# Giant penis at llandegla



## Ootini (8 Feb 2015)

In case you guys haven't seen this http://www.dailypost.co.uk/news/north-wales-news/phallic-symbol-appears-llandegla-hillside-8602556


----------



## ufkacbln (8 Feb 2015)

I remember a case in Portsmouth (allegedly) a group of Community service workers were given the tesk of planting daffodils in Victoria Park

It wasn't until they all bloomed that it was discovered that the planting spelt (in crossword terms) "Go away'(4,3)


----------



## Hyslop (8 Feb 2015)

Cant at the moment remember the location in Cumbria,however during WW2,many German POW2s were employed on the land here,as elsewhere no doubt.Whilst involved in an Oral History project I was told by a former guard at Moota camp of a family who having been unkind to their German POW,found,in the Spring,that their garden featured a Swastika formed of Daffodils and that "Heil Hitler",again in Daffodils showed clearly along their front border!


----------



## Hacienda71 (8 Feb 2015)

It will be @dan_bo ........


----------



## PaulSecteur (9 Feb 2015)

I thought for a moment the Giant had made a naming error for their new bike.


----------



## dan_bo (9 Feb 2015)

There was/is an enormous knob made of pine trees on the M74 on the way to glasgow in a managed forest.....


----------



## ufkacbln (9 Feb 2015)

PaulSecteur said:


> I thought for a moment the Giant had made a naming error for their new bike.


Off topic, but that is not unusual

Nissan had the "Pajero" which in Southern Europe is "W*nk*r". Allegedly On One's Pompino has the same meaning

The Honda Jazz was originally the Fita, until it was discovered that it meant the "C word"in some countries

Mazda brought out the LaPuta thinking it meant "The Woman". Then found out that in Latin countries it meant "The Whore"


None sold well and had name changes, but to my amusement there are a lot of middle aged men driving Pajeros awaiting to be illuminated


----------



## SatNavSaysStraightOn (9 Feb 2015)

dan_bo said:


> There was/is an enormous knob made of pine trees on the M74 on the way to glasgow in a managed forest.....


If I'm thinking of the same one, it's now a capital I crossed at the top and bottom...


----------



## dan_bo (9 Feb 2015)

SatNavSaysStraightOn said:


> If I'm thinking of the same one, it's now a capital I crossed at the top and bottom...



Boooo!


----------



## Berties (9 Feb 2015)

As a young lad our football strayed onto the lawn of a large house,the owner suddenly appeared and took the ball ,saying we were making to much noise etc, well loosing our ball was a big thing,so we had a plan not to get our ball back ,but to teach Lord napolean a lesson so off to a dads shed ,weed killer in a sprayer,and a wait to the Lord went out ,and then those arts lessons paid off a 8 foot wang was sprayed on the prestigious lawn,then next day as the sun came out so did the out line of our art work ,never got our ball back but made us feel better


----------



## Oldbloke (9 Feb 2015)

Berties said:


> As a young lad our football strayed onto the lawn of a large house,the owner suddenly appeared and took the ball ,saying we were making to much noise etc, well loosing our ball was a big thing,so we had a plan not to get our ball back ,but to teach Lord napolean a lesson so off to a dads shed ,weed killer in a sprayer,and a wait to the Lord went out ,and then those arts lessons paid off a 8 foot wang was sprayed on the prestigious lawn,then next day as the sun came out so did the out line of our art work ,never got our ball back but made us feel better


----------



## Drago (9 Feb 2015)

That's not a penis.
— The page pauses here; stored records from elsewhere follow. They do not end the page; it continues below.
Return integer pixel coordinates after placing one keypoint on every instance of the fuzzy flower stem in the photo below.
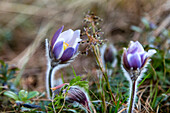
(49, 78)
(99, 61)
(132, 96)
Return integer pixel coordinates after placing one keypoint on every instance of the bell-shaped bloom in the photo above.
(135, 57)
(76, 94)
(64, 45)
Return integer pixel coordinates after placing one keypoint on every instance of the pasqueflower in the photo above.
(135, 57)
(64, 45)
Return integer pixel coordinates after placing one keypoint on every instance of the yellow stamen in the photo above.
(65, 45)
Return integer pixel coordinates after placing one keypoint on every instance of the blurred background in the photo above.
(25, 24)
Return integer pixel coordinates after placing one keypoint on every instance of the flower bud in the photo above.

It's the recognition symbol of the Cyclehat lefties.


----------



## simon.r (9 Feb 2015)

Cunobelin said:


> Off topic, but that is not unusual
> 
> Nissan had the "Pajero" which in Southern Europe is "W*nk*r". Allegedly On One's Pompino has the same meaning



Pompano is Italian and I believe translates more or less as 'blow job'. A Google images search may confirm this. When the Pompino was originally released it was a bit of a sarcastic swipe at high end expensive Italian frames.


----------



## ufkacbln (9 Feb 2015)

Supposedly fertiliser is more subtle, and more permanent


----------



## gds58 (10 Feb 2015)

Wouldn't it be fantastic if the bike manufacturer 'Giant' did actually introduce a model called the 'Penis' how funny would it be to go to the pub with your mates and proudly announce that you now have a 'Giant Penis'


----------



## Hacienda71 (10 Feb 2015)

Cove MTB's are on that wave length. "Darling I have just spent £1500 on a hand job" must have been said to an odd bemused wife.


----------



## dellzeqq (11 Feb 2015)

once again.........(and, yes, my great-great-grandfather and his father and grandfather before him did hail from Cerne Abbas)


----------